A barrage of black and orange arrive in Margate in very good time and the scene now set for some fun in the sun, curry in a hurry, a dop ‘n chop. Early up the next morning and it’s time to scout the festival out.

Mike da Silva (Prez) decides to play “chicken” with the maddening crowds and commuters – pretending he’s drunk and wobbling in front of the cars; goading the bikes and scooters to rev their engines. Now, if you’ve ever heard a scooter trying to “rev” – it sounds more like a unicorn who has effortlessly released a sprinkling of glitter dust into its rear midst. (Yeah, you know that sound all too well). The lady on the scooter was having none of that, and promptly grabbed her handle bars, shot her chest forward (…I don’t know, because apparently real bikers do that…LOL) – gritted her teeth and made verbal revving noises (more like truck grunting sounds – hahaha). Ahhh sweet, hey? Alrighteee then, moving right along…
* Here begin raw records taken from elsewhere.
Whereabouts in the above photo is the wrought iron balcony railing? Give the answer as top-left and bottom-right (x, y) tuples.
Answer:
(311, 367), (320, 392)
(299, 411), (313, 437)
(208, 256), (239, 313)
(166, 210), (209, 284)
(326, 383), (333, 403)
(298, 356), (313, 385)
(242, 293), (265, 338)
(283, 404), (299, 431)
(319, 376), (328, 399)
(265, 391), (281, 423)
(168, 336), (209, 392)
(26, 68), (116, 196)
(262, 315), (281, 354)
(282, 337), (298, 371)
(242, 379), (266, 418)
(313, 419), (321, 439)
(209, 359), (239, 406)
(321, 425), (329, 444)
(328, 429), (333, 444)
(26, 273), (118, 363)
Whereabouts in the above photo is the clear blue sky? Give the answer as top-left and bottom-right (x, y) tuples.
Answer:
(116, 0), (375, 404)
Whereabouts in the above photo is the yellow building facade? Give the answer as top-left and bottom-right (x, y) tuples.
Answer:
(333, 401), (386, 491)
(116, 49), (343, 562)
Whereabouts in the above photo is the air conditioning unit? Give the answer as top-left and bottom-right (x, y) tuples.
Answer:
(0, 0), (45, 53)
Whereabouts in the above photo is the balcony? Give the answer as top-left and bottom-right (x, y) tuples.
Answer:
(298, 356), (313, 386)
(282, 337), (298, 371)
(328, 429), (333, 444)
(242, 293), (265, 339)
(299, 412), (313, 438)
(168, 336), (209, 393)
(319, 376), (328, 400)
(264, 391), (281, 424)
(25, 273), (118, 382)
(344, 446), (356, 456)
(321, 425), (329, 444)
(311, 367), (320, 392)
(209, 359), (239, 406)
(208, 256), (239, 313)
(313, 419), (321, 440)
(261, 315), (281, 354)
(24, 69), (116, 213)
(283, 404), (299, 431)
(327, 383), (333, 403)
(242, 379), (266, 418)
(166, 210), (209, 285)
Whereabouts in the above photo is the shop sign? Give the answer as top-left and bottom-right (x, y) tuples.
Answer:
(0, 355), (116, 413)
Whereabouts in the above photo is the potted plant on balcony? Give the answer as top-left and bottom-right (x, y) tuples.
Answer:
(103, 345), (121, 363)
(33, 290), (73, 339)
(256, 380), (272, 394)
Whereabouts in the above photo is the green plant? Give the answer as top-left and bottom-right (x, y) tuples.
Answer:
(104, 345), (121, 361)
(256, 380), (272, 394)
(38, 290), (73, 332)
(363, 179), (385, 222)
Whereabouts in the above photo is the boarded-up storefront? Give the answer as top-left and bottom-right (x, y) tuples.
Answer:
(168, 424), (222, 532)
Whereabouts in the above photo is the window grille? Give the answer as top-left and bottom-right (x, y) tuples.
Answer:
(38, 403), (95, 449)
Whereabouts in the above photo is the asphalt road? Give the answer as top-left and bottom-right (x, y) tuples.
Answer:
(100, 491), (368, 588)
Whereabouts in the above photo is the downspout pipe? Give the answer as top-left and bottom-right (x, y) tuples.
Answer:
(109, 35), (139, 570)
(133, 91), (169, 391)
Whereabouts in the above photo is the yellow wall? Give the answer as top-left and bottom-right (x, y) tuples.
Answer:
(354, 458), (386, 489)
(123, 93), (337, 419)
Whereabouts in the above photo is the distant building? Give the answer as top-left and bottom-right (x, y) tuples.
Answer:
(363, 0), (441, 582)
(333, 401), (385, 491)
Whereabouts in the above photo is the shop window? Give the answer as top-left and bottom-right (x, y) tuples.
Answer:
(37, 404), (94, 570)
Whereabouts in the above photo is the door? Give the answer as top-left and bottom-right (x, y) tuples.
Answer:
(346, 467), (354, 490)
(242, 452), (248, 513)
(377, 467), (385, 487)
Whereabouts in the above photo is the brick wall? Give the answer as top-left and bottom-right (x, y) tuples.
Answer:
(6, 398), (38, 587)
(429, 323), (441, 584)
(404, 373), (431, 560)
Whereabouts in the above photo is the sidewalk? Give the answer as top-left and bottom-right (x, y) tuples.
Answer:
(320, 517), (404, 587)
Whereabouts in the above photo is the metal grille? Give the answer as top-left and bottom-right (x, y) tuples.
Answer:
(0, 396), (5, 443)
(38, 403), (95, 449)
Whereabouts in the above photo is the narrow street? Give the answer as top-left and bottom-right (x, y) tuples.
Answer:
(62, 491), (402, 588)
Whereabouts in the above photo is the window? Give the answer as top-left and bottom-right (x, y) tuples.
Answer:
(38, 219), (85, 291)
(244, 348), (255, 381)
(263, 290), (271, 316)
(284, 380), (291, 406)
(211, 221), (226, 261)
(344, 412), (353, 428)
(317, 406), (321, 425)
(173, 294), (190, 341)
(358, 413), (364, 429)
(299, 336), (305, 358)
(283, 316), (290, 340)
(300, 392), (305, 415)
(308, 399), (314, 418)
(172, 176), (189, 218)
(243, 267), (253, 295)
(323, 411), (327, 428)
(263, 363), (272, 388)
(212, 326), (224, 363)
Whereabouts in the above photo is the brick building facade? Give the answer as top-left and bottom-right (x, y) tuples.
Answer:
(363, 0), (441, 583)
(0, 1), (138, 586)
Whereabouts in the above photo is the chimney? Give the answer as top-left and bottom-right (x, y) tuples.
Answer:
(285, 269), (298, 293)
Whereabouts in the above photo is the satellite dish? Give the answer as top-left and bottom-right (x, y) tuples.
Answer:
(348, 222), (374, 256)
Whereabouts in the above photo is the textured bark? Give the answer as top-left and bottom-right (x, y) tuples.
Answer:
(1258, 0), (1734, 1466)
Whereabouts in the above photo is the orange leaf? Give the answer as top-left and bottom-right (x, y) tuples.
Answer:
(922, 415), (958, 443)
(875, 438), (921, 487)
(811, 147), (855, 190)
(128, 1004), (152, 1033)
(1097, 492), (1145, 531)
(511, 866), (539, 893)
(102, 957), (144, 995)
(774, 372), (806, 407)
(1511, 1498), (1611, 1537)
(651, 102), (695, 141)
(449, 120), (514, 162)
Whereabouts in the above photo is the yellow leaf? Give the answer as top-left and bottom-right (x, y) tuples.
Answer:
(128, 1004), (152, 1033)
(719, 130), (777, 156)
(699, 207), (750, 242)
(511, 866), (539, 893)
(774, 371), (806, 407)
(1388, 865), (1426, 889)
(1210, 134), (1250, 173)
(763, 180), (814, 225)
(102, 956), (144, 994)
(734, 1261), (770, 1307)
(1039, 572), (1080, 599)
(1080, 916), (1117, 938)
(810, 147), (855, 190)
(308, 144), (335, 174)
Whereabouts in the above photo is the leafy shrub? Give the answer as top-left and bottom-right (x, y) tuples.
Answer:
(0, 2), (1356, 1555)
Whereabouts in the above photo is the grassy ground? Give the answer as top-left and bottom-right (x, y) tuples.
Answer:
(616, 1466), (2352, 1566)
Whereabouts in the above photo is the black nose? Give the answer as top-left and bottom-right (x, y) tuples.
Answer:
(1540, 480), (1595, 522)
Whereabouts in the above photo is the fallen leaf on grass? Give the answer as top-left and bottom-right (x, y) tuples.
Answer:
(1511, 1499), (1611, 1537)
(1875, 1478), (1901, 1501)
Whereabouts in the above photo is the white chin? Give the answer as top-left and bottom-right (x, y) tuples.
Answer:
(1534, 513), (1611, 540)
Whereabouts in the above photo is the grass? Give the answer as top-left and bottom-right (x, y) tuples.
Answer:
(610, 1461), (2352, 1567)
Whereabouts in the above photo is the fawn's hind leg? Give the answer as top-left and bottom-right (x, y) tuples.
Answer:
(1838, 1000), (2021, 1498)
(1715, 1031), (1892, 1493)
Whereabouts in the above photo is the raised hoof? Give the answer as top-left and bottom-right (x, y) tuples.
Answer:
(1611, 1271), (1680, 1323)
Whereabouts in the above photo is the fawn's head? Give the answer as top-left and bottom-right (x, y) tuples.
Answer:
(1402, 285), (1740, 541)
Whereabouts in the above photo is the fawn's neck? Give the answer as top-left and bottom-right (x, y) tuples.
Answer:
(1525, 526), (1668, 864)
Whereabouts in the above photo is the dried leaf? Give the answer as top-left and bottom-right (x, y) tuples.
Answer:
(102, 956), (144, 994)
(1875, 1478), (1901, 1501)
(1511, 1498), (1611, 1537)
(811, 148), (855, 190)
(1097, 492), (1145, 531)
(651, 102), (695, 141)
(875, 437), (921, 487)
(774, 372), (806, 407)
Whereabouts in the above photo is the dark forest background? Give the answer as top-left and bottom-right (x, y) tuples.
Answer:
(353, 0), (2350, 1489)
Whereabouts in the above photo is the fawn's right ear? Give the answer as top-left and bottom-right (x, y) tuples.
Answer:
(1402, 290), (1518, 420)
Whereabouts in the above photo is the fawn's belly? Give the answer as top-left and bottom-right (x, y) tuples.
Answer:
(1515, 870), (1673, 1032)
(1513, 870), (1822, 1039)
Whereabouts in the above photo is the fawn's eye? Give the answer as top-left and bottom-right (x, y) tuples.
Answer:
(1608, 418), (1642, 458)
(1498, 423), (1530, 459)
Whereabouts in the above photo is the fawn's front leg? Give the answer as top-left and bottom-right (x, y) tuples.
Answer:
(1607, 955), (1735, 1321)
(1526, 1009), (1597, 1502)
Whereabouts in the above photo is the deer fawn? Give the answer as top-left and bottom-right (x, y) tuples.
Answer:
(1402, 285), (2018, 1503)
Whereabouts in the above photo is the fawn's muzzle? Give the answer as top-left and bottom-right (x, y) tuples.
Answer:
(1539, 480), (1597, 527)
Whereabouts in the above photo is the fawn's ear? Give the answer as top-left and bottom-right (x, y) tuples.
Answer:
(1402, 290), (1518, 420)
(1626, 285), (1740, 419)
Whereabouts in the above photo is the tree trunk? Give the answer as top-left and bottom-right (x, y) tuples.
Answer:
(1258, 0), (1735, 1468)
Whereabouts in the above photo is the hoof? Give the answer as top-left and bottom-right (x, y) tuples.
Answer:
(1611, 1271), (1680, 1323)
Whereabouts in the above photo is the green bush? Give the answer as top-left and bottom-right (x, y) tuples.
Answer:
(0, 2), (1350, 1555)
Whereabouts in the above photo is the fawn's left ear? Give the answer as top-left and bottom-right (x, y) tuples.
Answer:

Oh my sack…I mean George, we’re off the Gorge. Not sure where these “Johnny-Bravo’s” come from, but all of a sudden, there was this urge to splurge and go zip-lining (yes, even Chick Norris)! Shaking and rattling along the dirt road, we soon realise that superbikes are meant for tar roads only, not sandy ones! Taking no prisoners at all, the zip-line adventure even cured a 140+kg dude from his overly stated male voice – yes, it is true! He was actually a woman (like in his previous life – like…don’t break a nail darliiiiiiiiing)! Some of our crew are not yet patched – but after the zip-line fiasco, they sure are getting Noddy badges in the meantime…

…”did you say fart? No…! Oh, you said kart”…racing…and onto the next bravado venture we go…

Not only do bikes break down – but apparently go-karts too. Not the shy one to use his rank as needed, the Sergeant @ Arms (The Beast) duly steps out his broken kart, promptly evicts the crew member behind him, and proceeds to take 2nd place. Hmmn – duly disqualified, more likely!

But the cream of the crop – the cake that takes all cakes – is the trip to the Margate airstrip. Now one generally knows that only aeroplanes, fuel trucks and emergency vehicles are permitted on the runway. No! Not our clan! And, not to mention any names, let’s just call them “mavericks”, take to lining their bikes up alongside each other, drop clutch and are gone!

Needless to say, very soon thereafter, the airport police and fire trucks hit the tarmac to secure these two’s antics. Thankfully, they saw the humour in this – even called them “legends” and kindly let them leave the runway. One’s not permitted to put in writing the words that were coming out of the Prezies mouth at this stage (LOL)! But all’s well, that ends well!

“Vroom – Vroom – next, we’re off to South Broom”! Some to bask in the sun, while others are gambling for fun! Pistols Saloon is next for a bit of brunch and feeding their donkey lunch! Bailing down the back roads back to the B&B, a resounding STOP-STOP-STOP on the inter-comm’s system – there’s COPS-COPS-COPS…then followed by a stammering GO-GO-GO! The cop is left standing in the middle of the road, both hands in the air as the bikes shave past him. Sue swears she could actually see into his brain, his eyes were so wide open. Thankfully, when the support vehicle (eventually) came past him, he merely waved them along to carry on!

Let’s just say, “What happens in Margate stays in Margate!” Everyone had a whale of a time. Yes, a few damaged bikes there were, with holes in radiators, broken night lights and loose tail pieces, what with all the sand and dirt roads that were ventured over, but all in all, with many fond memories to be framed for the club house wall.